Chondrolysis, a condition in which joint cartilage dies, leaving bone grinding against bone, is a relatively rare ailment, and certainly shouldn't be seen in young people. Yet several cases began popping up in medical journals in recent years, with reports of active young people suddenly developing the condition. Chondrolysis has ended the careers of athletes and has sometimes necessitated joint replacement. Orthopedists were initially baffled by the outbreak of chondrolysis, but recent studies seem to link the development of the condition with the use of pain pumps.

Pain pumps are often used postsurgery to deliver local anesthetics to a specific location through an inserted plastic tube. The pumps are considered safer that prescription narcotic painkillers, and allow patients to leave the hospital sooner after a surgery. Pain pumps rose in popularity in the late 1990s, even though the US FDA never cleared the pumps for use in joints. Detractors of the pumps warned of the dangers of exposing cartilage to local anesthetics for up to 72 hours, and in November 2009, the FDA issued a formal warning about using pain pumps in joints and ordered a manufacturing abel change to discourage their use in such practices.

The "outbreak" of chondrolysis cases began around 2004, when several patients, after an initial normal healing period from shoulder surgery, began noticing problems with their shoulders. In each case, orthopedists discovered that the joint cartilage had deteriorated, leaving their bones rubbing against each other. This can result in great pain, disability, and sometimes the need for a joint replacement.
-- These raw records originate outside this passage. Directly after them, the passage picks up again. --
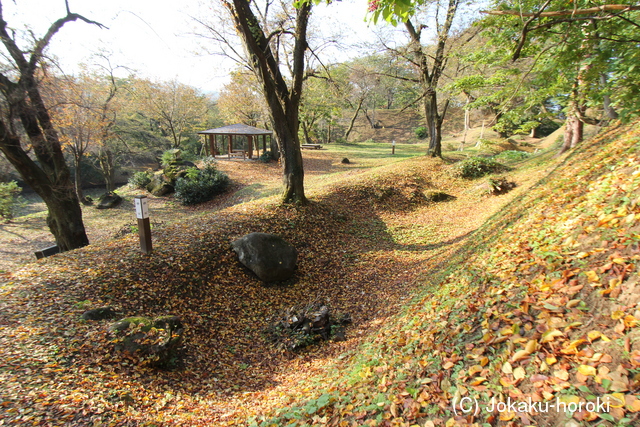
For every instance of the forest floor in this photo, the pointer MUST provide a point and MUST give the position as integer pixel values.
(479, 297)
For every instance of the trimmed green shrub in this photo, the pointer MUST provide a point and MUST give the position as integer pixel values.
(9, 199)
(140, 179)
(512, 156)
(266, 157)
(476, 167)
(421, 132)
(200, 185)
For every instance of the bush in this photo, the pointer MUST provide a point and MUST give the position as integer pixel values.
(200, 185)
(421, 132)
(140, 179)
(500, 185)
(266, 157)
(9, 199)
(512, 155)
(476, 167)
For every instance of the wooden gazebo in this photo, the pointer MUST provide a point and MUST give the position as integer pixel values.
(230, 132)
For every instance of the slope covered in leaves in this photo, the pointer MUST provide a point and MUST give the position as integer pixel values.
(533, 322)
(358, 253)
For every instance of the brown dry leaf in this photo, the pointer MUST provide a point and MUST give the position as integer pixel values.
(587, 370)
(632, 403)
(519, 373)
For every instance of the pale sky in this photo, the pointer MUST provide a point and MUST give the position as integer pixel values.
(153, 36)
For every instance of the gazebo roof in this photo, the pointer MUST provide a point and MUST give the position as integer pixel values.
(237, 129)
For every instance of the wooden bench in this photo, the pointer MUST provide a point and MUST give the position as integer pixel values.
(238, 153)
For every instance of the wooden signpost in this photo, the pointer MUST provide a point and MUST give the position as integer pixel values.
(144, 226)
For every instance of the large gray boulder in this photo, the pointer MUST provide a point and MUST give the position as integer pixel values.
(270, 257)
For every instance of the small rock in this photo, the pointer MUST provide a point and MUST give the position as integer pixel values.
(109, 201)
(270, 257)
(154, 341)
(100, 313)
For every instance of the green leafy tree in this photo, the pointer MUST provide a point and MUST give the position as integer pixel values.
(592, 44)
(26, 127)
(275, 52)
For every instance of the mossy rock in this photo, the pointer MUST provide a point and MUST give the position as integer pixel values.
(150, 341)
(437, 196)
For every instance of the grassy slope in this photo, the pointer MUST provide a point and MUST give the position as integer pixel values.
(541, 304)
(366, 245)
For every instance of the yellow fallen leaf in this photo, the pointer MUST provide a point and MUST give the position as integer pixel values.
(630, 321)
(474, 370)
(561, 374)
(616, 315)
(506, 416)
(519, 373)
(519, 355)
(478, 381)
(594, 335)
(567, 399)
(615, 400)
(632, 403)
(587, 370)
(550, 335)
(531, 346)
(592, 276)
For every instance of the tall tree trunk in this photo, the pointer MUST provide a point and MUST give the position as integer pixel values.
(56, 189)
(430, 76)
(609, 112)
(77, 176)
(353, 120)
(283, 101)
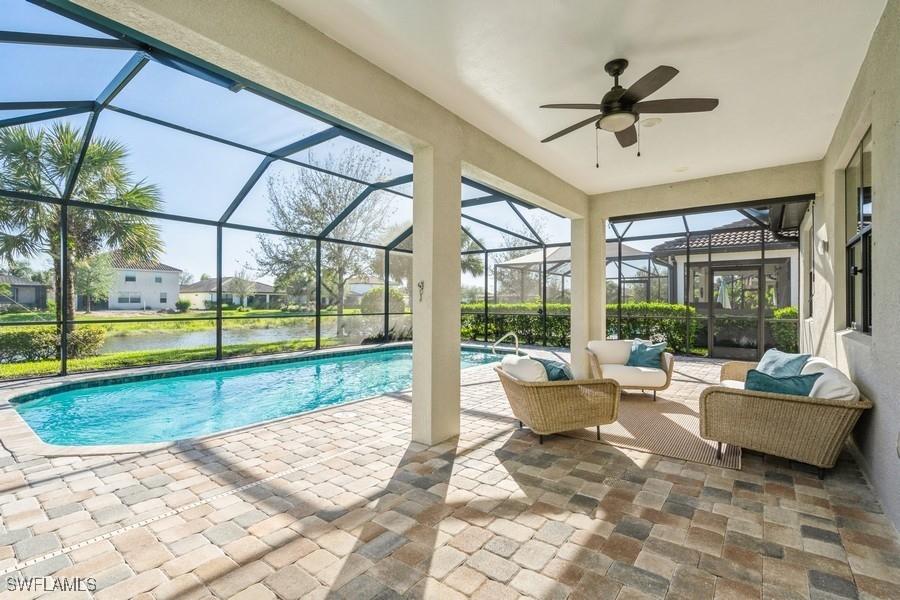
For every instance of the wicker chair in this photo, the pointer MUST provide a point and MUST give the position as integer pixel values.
(555, 406)
(808, 430)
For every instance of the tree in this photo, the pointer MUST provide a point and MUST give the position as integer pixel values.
(309, 201)
(93, 278)
(240, 284)
(39, 161)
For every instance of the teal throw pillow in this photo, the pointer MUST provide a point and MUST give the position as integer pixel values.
(556, 370)
(781, 364)
(645, 354)
(793, 385)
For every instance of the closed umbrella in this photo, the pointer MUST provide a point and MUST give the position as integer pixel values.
(724, 298)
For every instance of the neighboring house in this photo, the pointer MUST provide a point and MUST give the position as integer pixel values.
(734, 255)
(24, 292)
(142, 284)
(202, 294)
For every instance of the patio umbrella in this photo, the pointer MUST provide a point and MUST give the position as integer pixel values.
(724, 299)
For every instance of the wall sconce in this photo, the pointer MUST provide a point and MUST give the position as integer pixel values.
(822, 242)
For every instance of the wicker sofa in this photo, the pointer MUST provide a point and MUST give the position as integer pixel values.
(808, 430)
(555, 406)
(608, 360)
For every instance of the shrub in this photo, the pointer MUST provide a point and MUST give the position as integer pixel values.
(521, 318)
(783, 328)
(648, 320)
(657, 321)
(21, 344)
(373, 301)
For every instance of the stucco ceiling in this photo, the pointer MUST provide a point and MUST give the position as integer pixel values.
(782, 72)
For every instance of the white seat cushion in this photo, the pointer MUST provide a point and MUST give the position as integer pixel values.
(611, 352)
(634, 376)
(815, 364)
(523, 368)
(732, 383)
(834, 385)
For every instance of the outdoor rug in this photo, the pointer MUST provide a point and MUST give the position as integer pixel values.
(663, 427)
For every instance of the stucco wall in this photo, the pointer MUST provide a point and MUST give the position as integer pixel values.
(872, 360)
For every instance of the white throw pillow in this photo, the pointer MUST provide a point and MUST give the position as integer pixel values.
(732, 383)
(816, 364)
(834, 385)
(523, 368)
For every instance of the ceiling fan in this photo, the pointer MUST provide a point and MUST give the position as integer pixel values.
(620, 107)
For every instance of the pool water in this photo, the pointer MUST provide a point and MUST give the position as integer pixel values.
(184, 406)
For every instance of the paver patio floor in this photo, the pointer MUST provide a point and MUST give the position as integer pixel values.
(340, 504)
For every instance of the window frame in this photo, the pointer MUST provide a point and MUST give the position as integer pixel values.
(862, 238)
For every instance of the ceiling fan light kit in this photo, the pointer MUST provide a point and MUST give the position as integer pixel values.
(621, 108)
(618, 121)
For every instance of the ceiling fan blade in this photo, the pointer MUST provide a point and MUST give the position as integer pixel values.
(675, 105)
(593, 106)
(570, 128)
(627, 137)
(649, 83)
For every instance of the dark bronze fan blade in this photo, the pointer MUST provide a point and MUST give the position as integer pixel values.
(627, 137)
(649, 83)
(675, 105)
(570, 128)
(592, 106)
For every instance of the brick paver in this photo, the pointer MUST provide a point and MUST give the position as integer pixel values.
(351, 509)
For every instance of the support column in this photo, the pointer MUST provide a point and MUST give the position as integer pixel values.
(436, 295)
(580, 293)
(588, 288)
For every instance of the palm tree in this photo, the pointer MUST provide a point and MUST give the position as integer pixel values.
(40, 161)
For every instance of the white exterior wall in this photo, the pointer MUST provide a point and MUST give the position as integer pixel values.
(701, 257)
(198, 300)
(871, 360)
(145, 284)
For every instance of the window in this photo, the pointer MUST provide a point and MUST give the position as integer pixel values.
(858, 202)
(129, 298)
(811, 266)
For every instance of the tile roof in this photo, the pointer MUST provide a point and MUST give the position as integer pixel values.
(733, 240)
(120, 262)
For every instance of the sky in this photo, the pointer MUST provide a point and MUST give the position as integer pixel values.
(198, 177)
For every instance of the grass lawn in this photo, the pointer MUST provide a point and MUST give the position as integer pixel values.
(155, 357)
(130, 324)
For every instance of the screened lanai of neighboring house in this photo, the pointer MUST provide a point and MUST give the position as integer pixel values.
(733, 277)
(169, 159)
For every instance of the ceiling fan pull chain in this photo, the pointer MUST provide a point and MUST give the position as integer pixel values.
(638, 129)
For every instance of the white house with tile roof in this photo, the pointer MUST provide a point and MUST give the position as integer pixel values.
(142, 284)
(735, 249)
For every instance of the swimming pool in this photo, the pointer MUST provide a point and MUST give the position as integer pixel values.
(168, 408)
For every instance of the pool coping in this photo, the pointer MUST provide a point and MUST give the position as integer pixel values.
(18, 438)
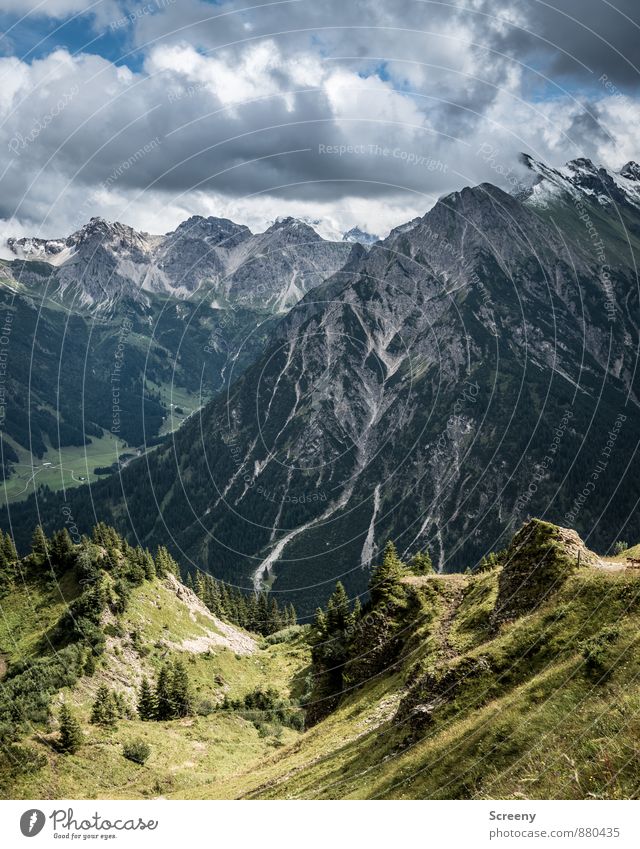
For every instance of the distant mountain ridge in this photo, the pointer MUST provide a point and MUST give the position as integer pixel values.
(416, 395)
(221, 261)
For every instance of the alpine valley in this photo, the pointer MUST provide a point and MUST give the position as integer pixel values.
(436, 387)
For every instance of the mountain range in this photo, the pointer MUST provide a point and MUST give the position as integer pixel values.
(475, 366)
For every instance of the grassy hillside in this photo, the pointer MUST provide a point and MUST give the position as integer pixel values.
(521, 681)
(163, 619)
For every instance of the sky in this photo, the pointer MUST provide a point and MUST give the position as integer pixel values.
(352, 113)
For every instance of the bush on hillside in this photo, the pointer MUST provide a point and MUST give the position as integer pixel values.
(137, 751)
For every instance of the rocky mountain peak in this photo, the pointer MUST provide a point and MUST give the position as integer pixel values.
(358, 235)
(631, 171)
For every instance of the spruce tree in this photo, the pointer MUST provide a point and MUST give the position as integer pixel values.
(105, 708)
(163, 694)
(39, 542)
(181, 698)
(320, 622)
(147, 707)
(148, 565)
(9, 549)
(338, 609)
(71, 737)
(385, 584)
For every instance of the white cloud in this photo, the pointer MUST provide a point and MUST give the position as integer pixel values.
(239, 107)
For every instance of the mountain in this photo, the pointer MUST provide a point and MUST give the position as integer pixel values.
(163, 321)
(474, 367)
(517, 682)
(223, 262)
(358, 235)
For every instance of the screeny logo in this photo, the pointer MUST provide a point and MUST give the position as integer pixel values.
(32, 822)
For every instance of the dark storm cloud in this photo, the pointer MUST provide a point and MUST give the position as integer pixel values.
(300, 101)
(582, 39)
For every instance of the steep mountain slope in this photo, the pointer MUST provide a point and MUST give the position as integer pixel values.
(221, 261)
(52, 653)
(158, 322)
(476, 366)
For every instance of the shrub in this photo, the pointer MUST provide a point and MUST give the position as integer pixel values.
(137, 751)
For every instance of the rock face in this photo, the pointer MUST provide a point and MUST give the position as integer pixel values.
(475, 367)
(213, 259)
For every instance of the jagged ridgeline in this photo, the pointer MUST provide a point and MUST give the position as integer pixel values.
(112, 334)
(475, 367)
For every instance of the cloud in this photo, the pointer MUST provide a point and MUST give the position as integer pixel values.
(361, 113)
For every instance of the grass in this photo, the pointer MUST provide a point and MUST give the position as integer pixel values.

A number of studies in 2006 linked pain pumps to chondrolysis, and the largest manufacturer of the pumps changed package directions to warn against use of the pain pumps in joints. That manufacturer is now the defendant in over a hundred chondrolysis cases, with more cases being brought against other manufacturers. Prosecutors say that the pump manufacturers withheld information about the danger of the pumps, while the manufacturers maintain that they never marketed the pumps for use in joints, and it was the choice of doctors to use the product "off label."

While over a hundred lawsuits are still working their way through various courts, an Oregon jury awarded almost $5.5 million to a chondrolysis patient last week.